Three ER transmembrane sensors are inositol-requiring enzyme 1α (IRE1α), double-stranded RNA-dependent protein kinase (PKR)-like ER kinase (PERK), and activating transcription factor 6 (ATF6). The functions of the ER membranous proteins include monitoring protein homeostasis of ER lumen and activation of canonical UPR pathways to deliver the information on the ER status to cytoplasm [40, 41]. According to the classic model of the activation of UPR, in basal conditions, these three transmembrane proteins are bound by a chaperone, BiP/glucose-regulated protein 78 (GRP78) [42, 43]. The development of ER stress causes the separation of BiP from these UPR sensors bound. The activation of IRE1α and PERK is associated with the dimerization and auto-phosphorylation, while in case of ATF6, its translocation to the Golgi is required to get activated [7]. Activated forms of proteins mitigate ER stress through the reduction of protein synthesis, the enhancement of protein degradation, and the induction of production of ER chaperones. When the protective process fails to resolve ER stress, the cell is prepared for apoptosis which is also one of the biological protective mechanisms [44]. Recently, in addition to these canonical UPR, noncanonical aspects of UPR confer cells to interconnect protein homeostasis-related cellular apparatus to a wide array of cellular events including immunity and inflammation through various mechanisms, as substantially reviewed elsewhere [45, 46].

In addition, the complex roles of ER including protein synthesis and lipid synthesis, calcium regulation, and interactions with other organelles are reflected in an equally complex physical architecture. The ER is composed of a continuous membrane system that includes the nuclear envelope and the peripheral ER, defined by flat sheets and branching tubules [14]. While it is generally known how the basic shapes of ER sheets and tubules are determined, it is relatively unclear how changes in the shape or the ratio of sheets to tubules occur in response to specific cellular signals. In several conditions, increasing ER loads and ER stress such as mitosis, changes of ER structure, and shapes are noted.

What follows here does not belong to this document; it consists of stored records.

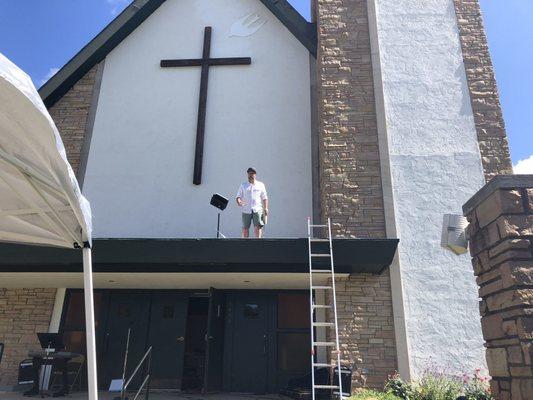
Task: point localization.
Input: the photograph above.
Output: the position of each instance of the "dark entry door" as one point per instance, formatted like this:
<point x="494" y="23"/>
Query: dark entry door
<point x="126" y="310"/>
<point x="214" y="355"/>
<point x="248" y="346"/>
<point x="167" y="338"/>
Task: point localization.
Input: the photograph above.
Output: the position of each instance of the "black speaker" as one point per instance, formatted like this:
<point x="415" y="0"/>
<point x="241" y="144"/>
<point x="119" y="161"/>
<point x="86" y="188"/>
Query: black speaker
<point x="219" y="201"/>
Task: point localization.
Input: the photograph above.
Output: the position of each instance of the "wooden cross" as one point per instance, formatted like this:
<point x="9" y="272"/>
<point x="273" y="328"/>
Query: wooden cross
<point x="205" y="62"/>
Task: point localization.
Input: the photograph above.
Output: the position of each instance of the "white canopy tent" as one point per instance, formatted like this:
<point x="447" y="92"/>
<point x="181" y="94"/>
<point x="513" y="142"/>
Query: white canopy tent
<point x="40" y="200"/>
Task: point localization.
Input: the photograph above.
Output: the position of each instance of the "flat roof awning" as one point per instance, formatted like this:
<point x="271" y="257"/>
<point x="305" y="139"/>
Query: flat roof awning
<point x="202" y="255"/>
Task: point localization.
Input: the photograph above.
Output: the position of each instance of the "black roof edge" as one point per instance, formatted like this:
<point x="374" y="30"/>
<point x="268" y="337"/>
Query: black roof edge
<point x="129" y="19"/>
<point x="303" y="30"/>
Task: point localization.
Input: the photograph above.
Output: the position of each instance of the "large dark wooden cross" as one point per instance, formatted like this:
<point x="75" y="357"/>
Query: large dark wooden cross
<point x="205" y="62"/>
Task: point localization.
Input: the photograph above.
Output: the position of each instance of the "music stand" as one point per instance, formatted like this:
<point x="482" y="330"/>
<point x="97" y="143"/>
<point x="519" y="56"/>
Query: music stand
<point x="51" y="341"/>
<point x="221" y="203"/>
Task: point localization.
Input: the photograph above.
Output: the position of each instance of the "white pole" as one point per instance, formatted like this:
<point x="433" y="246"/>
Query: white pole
<point x="89" y="323"/>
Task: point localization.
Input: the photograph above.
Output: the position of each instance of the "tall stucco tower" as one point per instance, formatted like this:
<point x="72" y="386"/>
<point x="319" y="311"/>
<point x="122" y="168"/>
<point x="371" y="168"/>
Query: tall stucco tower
<point x="410" y="125"/>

In fact, recent studies showed that splicing of XBP1 is activated during meiosis in both Xenopus and budding yeast [47, 48], suggesting that changes in ER structure during meiosis could be linked to the ER stress response. However, to date, it is remained unclear whether ER stress induces immediate restructuring of ER or not. In the same vein, it has not yet been determined whether the activation of ER stress-responsive-signaling pathways results in a modification of structural components of the ER [14].

Accumulating data have indicated that ER stress and UPR link to major inflammatory and stress-signaling networks including the nuclear factor kappa B (NF-κB) pathway and oxidative stress. Recent studies have unveiled the role of ER stress in the pathogenesis of various pulmonary disorders, including asthma, chronic obstructive pulmonary disease (COPD), idiopathic pulmonary fibrosis, and acute lung injury [9, 49, 50, 51, 52].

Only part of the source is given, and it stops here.